November 6, 2008

By a Waterfall, I'm Calling You-ou-ou-ou

Wildly inflated stock markets, writes Donald Coxe, fall in a recognizable pattern. There are "Six Stages of the Triple Waterfall," as Coxe shows in the following chart recording the rise and fall of the Nasdaq from 1997 to 2002.



Previous periods---The Great Crash of 1926-1933, The "Nifty-Fifty" market of 1972-1982, and the "Inflation Hedges Crashes" of 1977-1999 (in gold, silver, and oil stocks)--display this "tripartite waterfall stock chart pattern." The classic stages of the advance--what Coxe calls "optimism, faith, and fanaticism"--are paralleled on the downside, with two bouts of false hope when the nimble can get out while the getting is good, but which are followed by more eroding value on the way to long-term collapse.

It's a sound theory. It does fit many previous market episodes. It may yet, in some fashion, come to resemble this one, if we give it enough time.
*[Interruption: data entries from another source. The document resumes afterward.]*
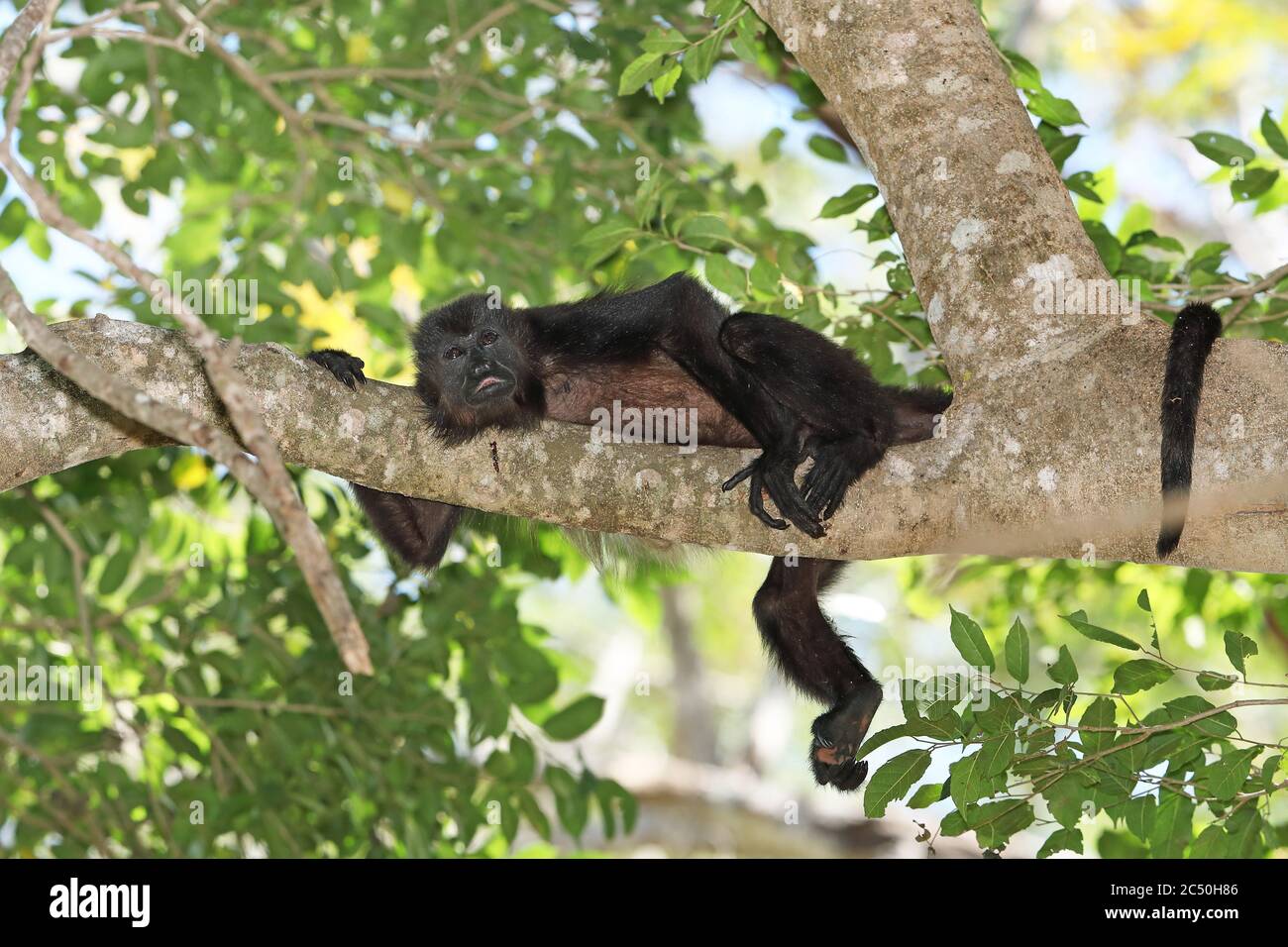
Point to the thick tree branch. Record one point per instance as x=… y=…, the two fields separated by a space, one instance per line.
x=965 y=492
x=271 y=484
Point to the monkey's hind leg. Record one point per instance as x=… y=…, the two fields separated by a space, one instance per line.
x=806 y=647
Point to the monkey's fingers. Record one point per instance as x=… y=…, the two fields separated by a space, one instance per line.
x=824 y=488
x=789 y=500
x=758 y=505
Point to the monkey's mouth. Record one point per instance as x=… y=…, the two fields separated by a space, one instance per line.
x=490 y=386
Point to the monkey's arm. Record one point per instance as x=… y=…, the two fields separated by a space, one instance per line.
x=417 y=531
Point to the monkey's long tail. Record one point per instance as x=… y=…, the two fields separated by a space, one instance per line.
x=1193 y=334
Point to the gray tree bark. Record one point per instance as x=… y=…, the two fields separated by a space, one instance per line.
x=1050 y=449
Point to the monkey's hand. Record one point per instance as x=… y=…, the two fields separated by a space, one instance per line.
x=774 y=472
x=346 y=368
x=837 y=466
x=837 y=736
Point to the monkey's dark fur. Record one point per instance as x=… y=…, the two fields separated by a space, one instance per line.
x=755 y=380
x=1193 y=335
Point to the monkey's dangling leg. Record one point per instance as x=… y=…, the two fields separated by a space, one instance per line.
x=805 y=646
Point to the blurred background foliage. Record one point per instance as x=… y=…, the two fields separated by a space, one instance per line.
x=389 y=158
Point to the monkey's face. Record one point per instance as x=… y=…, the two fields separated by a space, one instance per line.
x=480 y=368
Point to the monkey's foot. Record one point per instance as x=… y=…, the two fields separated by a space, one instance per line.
x=776 y=474
x=346 y=368
x=837 y=736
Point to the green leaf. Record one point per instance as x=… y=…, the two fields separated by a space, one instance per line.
x=893 y=781
x=1018 y=651
x=1099 y=634
x=639 y=71
x=1140 y=676
x=1081 y=183
x=926 y=795
x=1061 y=840
x=1024 y=75
x=726 y=275
x=827 y=149
x=1171 y=832
x=1064 y=671
x=1050 y=108
x=1222 y=149
x=996 y=754
x=666 y=81
x=700 y=56
x=1211 y=681
x=1225 y=777
x=660 y=40
x=1239 y=648
x=706 y=231
x=117 y=567
x=1274 y=136
x=1138 y=815
x=605 y=239
x=1107 y=245
x=881 y=738
x=1147 y=237
x=1253 y=183
x=850 y=201
x=1142 y=599
x=996 y=822
x=1099 y=714
x=970 y=641
x=576 y=718
x=969 y=780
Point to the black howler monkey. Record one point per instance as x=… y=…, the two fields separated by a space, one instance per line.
x=1193 y=334
x=755 y=381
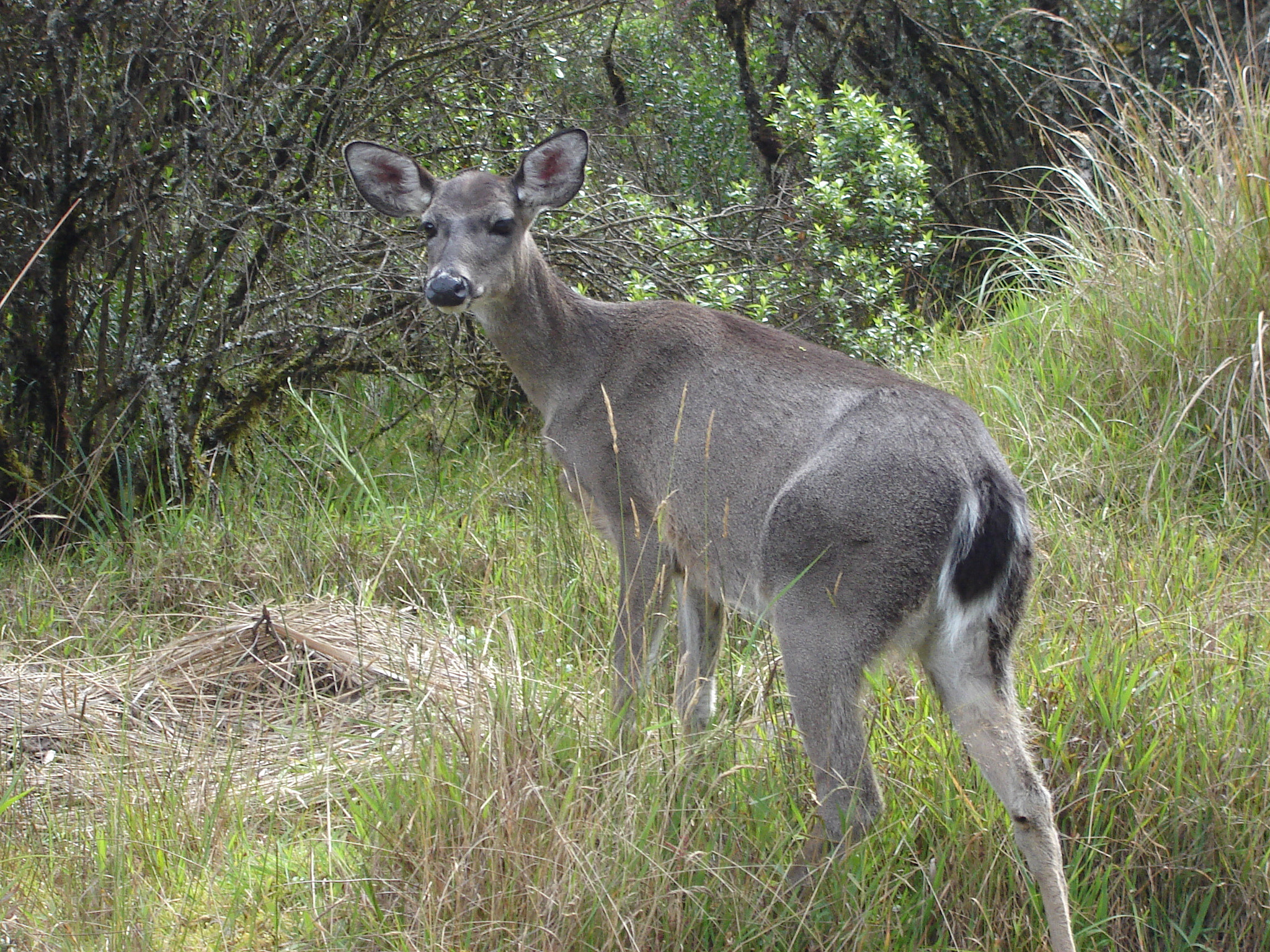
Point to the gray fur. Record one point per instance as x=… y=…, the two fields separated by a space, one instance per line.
x=853 y=507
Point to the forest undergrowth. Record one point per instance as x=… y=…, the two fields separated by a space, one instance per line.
x=1126 y=380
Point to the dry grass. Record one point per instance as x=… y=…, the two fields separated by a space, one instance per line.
x=241 y=678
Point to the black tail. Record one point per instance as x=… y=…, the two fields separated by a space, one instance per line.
x=997 y=560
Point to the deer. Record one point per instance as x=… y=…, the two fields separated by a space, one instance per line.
x=738 y=467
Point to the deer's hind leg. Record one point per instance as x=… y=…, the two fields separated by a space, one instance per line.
x=700 y=641
x=825 y=660
x=647 y=575
x=968 y=664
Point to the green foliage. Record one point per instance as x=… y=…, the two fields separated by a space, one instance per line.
x=860 y=216
x=397 y=823
x=835 y=257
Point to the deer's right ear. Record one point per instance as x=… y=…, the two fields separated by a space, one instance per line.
x=390 y=180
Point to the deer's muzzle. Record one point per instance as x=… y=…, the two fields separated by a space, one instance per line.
x=446 y=289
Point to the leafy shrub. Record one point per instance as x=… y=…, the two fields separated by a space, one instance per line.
x=833 y=254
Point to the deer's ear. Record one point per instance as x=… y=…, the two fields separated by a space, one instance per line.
x=391 y=182
x=551 y=173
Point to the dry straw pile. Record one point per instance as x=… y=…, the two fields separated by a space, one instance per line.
x=278 y=699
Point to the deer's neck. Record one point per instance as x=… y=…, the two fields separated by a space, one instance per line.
x=554 y=339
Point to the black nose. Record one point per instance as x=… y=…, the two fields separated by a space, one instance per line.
x=447 y=291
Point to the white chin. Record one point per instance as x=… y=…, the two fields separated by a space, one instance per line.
x=456 y=309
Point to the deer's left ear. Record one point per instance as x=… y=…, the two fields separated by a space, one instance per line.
x=551 y=173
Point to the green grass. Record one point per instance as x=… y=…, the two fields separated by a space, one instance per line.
x=1146 y=669
x=1117 y=392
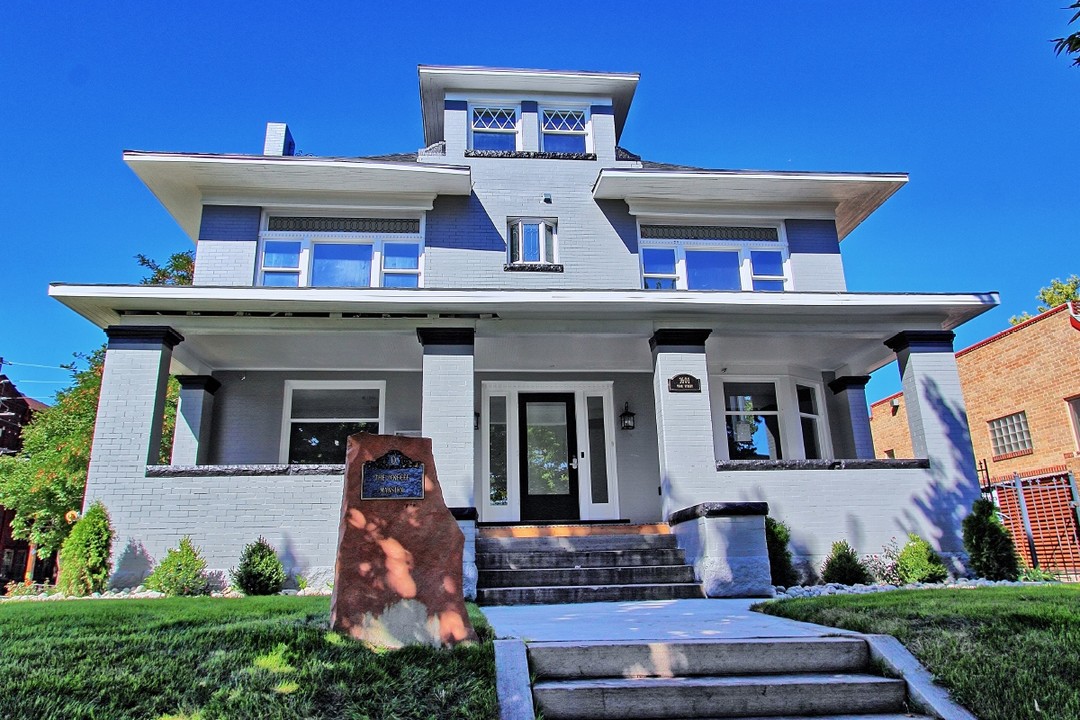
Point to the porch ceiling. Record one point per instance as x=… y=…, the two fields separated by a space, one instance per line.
x=320 y=328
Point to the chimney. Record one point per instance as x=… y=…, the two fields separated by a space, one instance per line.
x=279 y=140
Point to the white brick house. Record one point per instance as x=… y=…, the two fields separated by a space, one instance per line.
x=514 y=290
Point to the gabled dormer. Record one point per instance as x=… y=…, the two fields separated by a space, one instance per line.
x=525 y=113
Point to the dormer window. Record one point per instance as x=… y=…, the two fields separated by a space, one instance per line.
x=531 y=241
x=494 y=128
x=563 y=131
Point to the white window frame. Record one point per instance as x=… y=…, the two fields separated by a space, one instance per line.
x=588 y=132
x=292 y=385
x=308 y=240
x=746 y=274
x=787 y=408
x=510 y=390
x=496 y=105
x=520 y=221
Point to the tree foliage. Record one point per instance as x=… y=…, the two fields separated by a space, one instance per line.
x=45 y=480
x=1056 y=294
x=177 y=270
x=1070 y=43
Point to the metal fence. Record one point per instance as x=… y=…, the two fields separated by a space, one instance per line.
x=1041 y=511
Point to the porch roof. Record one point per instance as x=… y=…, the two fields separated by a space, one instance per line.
x=685 y=192
x=185 y=181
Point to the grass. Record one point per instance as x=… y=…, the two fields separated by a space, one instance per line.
x=201 y=659
x=1006 y=653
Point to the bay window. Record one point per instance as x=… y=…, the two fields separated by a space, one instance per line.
x=340 y=253
x=712 y=258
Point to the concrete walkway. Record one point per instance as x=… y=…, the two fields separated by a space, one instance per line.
x=646 y=620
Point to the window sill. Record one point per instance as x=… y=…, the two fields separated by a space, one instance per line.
x=530 y=154
x=532 y=267
x=1010 y=456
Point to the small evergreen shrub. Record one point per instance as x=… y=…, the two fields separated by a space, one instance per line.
x=882 y=566
x=777 y=537
x=918 y=562
x=990 y=549
x=259 y=571
x=181 y=572
x=844 y=566
x=86 y=553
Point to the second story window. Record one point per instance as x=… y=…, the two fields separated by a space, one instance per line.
x=712 y=258
x=340 y=253
x=494 y=128
x=531 y=241
x=563 y=131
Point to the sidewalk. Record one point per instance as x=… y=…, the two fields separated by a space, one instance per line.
x=647 y=620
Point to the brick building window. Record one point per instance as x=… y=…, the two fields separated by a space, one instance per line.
x=1010 y=436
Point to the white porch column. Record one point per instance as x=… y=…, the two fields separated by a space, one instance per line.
x=193 y=412
x=854 y=418
x=684 y=420
x=127 y=431
x=448 y=406
x=936 y=415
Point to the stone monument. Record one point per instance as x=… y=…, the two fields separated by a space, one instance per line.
x=397 y=578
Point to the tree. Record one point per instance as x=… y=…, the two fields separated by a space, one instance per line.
x=178 y=269
x=1056 y=294
x=1070 y=44
x=44 y=484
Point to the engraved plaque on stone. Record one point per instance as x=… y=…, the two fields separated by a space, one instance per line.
x=393 y=476
x=684 y=383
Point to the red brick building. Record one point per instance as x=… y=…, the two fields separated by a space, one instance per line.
x=15 y=411
x=1022 y=390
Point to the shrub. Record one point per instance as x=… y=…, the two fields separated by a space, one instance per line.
x=844 y=566
x=882 y=566
x=181 y=572
x=259 y=571
x=86 y=553
x=918 y=562
x=777 y=537
x=990 y=551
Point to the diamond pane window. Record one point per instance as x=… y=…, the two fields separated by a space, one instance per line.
x=564 y=131
x=495 y=128
x=1010 y=434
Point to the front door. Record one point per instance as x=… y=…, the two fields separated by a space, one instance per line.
x=549 y=457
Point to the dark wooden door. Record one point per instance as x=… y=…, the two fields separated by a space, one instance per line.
x=549 y=457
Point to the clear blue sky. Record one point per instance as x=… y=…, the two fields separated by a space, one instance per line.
x=968 y=98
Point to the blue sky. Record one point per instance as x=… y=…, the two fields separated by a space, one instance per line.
x=969 y=99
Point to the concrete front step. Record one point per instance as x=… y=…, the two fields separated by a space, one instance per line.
x=647 y=574
x=718 y=697
x=579 y=559
x=697 y=657
x=640 y=542
x=562 y=594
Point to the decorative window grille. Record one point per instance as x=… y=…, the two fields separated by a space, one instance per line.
x=1010 y=434
x=564 y=131
x=343 y=225
x=494 y=128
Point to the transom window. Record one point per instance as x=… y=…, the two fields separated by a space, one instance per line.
x=712 y=258
x=494 y=128
x=531 y=241
x=313 y=258
x=320 y=416
x=1010 y=434
x=563 y=131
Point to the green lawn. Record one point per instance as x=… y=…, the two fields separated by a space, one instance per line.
x=1006 y=653
x=205 y=657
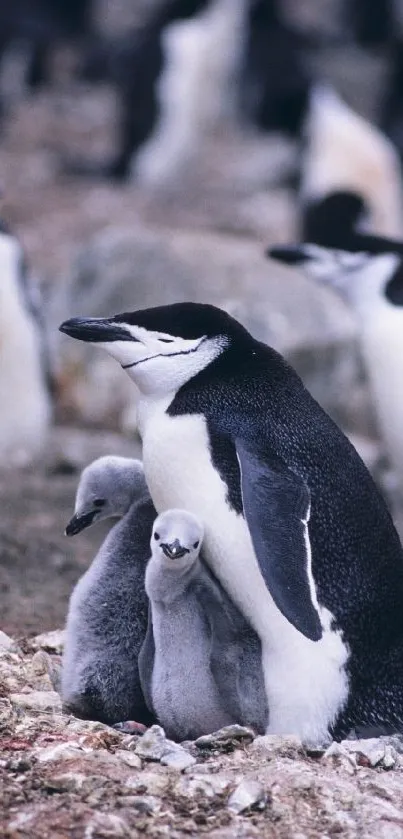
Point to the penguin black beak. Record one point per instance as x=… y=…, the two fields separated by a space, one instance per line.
x=96 y=330
x=174 y=550
x=79 y=523
x=290 y=254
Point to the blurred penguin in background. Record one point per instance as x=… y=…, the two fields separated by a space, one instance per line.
x=25 y=376
x=371 y=283
x=191 y=64
x=37 y=26
x=347 y=156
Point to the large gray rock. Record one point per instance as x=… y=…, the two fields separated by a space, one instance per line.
x=132 y=269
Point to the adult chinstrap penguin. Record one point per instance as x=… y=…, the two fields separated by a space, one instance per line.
x=26 y=382
x=371 y=283
x=108 y=611
x=200 y=665
x=231 y=434
x=345 y=155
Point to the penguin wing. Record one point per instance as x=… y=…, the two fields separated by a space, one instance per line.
x=276 y=505
x=146 y=661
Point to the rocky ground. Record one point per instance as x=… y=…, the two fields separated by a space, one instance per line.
x=62 y=777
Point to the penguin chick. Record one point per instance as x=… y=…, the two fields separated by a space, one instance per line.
x=200 y=665
x=24 y=364
x=372 y=285
x=107 y=616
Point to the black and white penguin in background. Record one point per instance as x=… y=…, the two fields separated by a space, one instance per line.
x=192 y=63
x=295 y=529
x=346 y=156
x=372 y=284
x=25 y=376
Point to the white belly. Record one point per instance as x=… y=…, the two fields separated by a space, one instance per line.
x=305 y=682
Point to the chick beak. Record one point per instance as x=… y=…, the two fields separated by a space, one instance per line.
x=174 y=550
x=79 y=523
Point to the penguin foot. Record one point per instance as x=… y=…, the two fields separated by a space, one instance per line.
x=130 y=727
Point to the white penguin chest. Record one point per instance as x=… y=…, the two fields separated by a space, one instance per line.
x=305 y=681
x=180 y=473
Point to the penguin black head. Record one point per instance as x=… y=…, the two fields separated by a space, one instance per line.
x=361 y=278
x=162 y=348
x=176 y=539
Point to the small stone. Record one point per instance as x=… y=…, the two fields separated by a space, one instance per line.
x=208 y=785
x=74 y=782
x=178 y=759
x=129 y=758
x=390 y=758
x=248 y=795
x=7 y=643
x=153 y=744
x=106 y=826
x=146 y=804
x=52 y=642
x=226 y=739
x=44 y=664
x=21 y=764
x=274 y=745
x=150 y=783
x=62 y=751
x=37 y=701
x=130 y=727
x=372 y=752
x=7 y=714
x=338 y=751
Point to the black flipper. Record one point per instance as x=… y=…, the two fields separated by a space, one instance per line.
x=276 y=506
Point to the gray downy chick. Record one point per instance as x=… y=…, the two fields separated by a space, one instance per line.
x=200 y=665
x=107 y=616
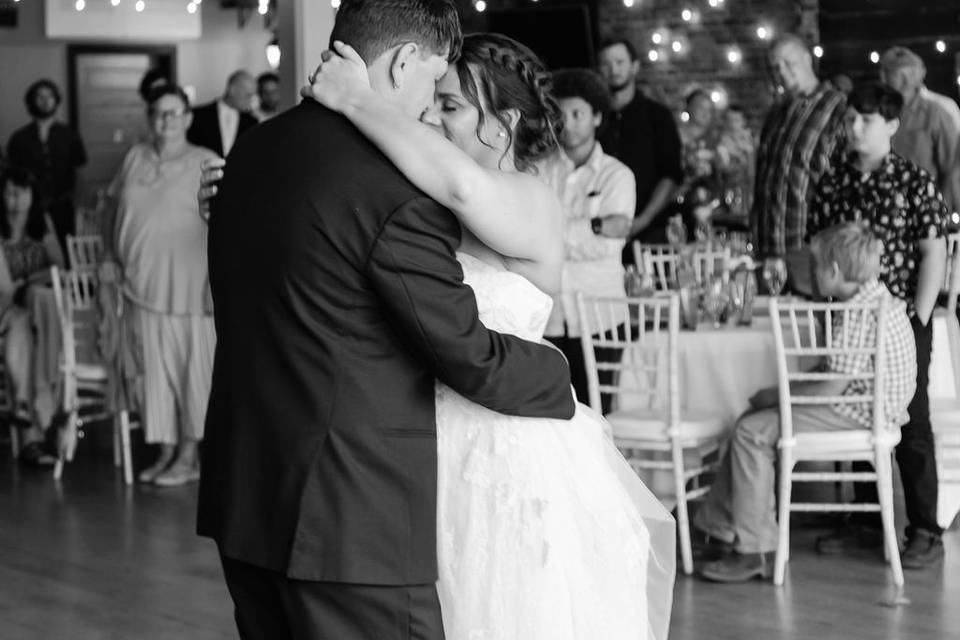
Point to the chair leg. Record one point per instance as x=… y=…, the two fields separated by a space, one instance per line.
x=884 y=470
x=124 y=421
x=783 y=521
x=683 y=517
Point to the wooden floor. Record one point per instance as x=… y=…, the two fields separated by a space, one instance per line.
x=90 y=558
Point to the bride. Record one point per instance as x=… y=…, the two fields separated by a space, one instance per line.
x=544 y=532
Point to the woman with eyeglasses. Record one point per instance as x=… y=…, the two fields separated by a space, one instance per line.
x=159 y=244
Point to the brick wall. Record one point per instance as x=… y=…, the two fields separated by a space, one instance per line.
x=705 y=42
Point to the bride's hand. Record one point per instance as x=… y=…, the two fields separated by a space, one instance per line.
x=341 y=76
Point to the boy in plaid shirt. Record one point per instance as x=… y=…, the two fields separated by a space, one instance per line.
x=740 y=508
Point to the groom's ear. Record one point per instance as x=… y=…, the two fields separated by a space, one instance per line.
x=402 y=58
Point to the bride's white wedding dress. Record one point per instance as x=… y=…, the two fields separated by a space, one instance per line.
x=544 y=532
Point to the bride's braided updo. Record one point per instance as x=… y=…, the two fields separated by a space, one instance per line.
x=498 y=73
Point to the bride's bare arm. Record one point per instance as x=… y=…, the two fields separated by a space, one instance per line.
x=514 y=213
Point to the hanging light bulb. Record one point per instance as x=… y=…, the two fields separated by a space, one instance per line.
x=273 y=53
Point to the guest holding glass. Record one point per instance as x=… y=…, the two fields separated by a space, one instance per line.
x=27 y=250
x=905 y=209
x=159 y=242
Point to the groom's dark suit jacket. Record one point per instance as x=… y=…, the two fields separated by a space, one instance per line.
x=338 y=302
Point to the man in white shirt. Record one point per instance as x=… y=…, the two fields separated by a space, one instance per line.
x=217 y=125
x=598 y=194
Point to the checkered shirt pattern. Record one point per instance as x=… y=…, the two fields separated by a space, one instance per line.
x=798 y=143
x=900 y=351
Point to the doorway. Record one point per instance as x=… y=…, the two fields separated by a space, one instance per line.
x=105 y=104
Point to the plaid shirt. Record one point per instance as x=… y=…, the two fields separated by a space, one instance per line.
x=797 y=143
x=900 y=349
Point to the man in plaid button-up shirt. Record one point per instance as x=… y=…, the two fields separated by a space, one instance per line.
x=797 y=144
x=740 y=508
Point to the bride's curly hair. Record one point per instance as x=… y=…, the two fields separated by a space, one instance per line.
x=509 y=75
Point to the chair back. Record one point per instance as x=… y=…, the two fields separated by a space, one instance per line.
x=75 y=293
x=799 y=342
x=85 y=252
x=649 y=366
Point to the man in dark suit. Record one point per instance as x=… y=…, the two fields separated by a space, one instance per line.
x=219 y=124
x=338 y=303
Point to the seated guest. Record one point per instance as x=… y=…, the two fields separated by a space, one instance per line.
x=598 y=194
x=904 y=208
x=740 y=508
x=27 y=250
x=159 y=243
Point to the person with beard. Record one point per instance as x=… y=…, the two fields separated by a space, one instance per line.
x=642 y=134
x=53 y=152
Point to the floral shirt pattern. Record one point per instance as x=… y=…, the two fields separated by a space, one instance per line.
x=903 y=206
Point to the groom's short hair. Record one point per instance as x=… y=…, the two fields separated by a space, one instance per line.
x=375 y=26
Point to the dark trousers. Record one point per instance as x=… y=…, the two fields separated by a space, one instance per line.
x=270 y=606
x=573 y=350
x=915 y=453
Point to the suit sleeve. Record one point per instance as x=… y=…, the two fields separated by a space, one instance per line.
x=413 y=268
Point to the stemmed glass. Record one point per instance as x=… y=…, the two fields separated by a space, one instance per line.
x=774 y=275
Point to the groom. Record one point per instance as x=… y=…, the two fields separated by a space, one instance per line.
x=339 y=302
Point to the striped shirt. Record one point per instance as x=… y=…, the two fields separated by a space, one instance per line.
x=797 y=145
x=900 y=353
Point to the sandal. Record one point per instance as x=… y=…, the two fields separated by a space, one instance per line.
x=37 y=455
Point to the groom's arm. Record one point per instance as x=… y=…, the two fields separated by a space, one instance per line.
x=413 y=266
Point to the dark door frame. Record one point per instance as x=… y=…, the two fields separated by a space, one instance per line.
x=74 y=50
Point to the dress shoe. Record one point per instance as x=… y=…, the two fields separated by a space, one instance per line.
x=924 y=549
x=177 y=475
x=740 y=567
x=850 y=537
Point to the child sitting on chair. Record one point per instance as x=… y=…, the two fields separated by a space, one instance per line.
x=740 y=508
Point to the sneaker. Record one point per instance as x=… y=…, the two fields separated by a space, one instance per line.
x=740 y=567
x=850 y=537
x=924 y=549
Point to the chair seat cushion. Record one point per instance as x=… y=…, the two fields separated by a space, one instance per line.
x=642 y=424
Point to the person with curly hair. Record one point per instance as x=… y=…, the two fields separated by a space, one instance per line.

At the same time, the crash of 2008 would seem to fall outside these parameters in one basic respect.

Stocks in alternative energy and junior resources didn't fall 50%, rally 25%, fall another 50%, then rally again, in the two to three year sequence that marked past crashes. I mean, they just fell through the floor and kept on truckin,' taking back in three months the gains of seven years, with 80-90% falls in individual stocks altogether common. By comparison with the above charts of the Clean Energy Index and the Venture Exchange, the fall of the Nasdaq from its high in April 2000 to its low in the fall of 2002 seems positively tame.





Coxe was doubtless shocked by this development, having been a resource bull throughout this decade. It was one thing for crazed home builders and reckless banks to fall through the floor. But energy? We were supposed to be running out of that.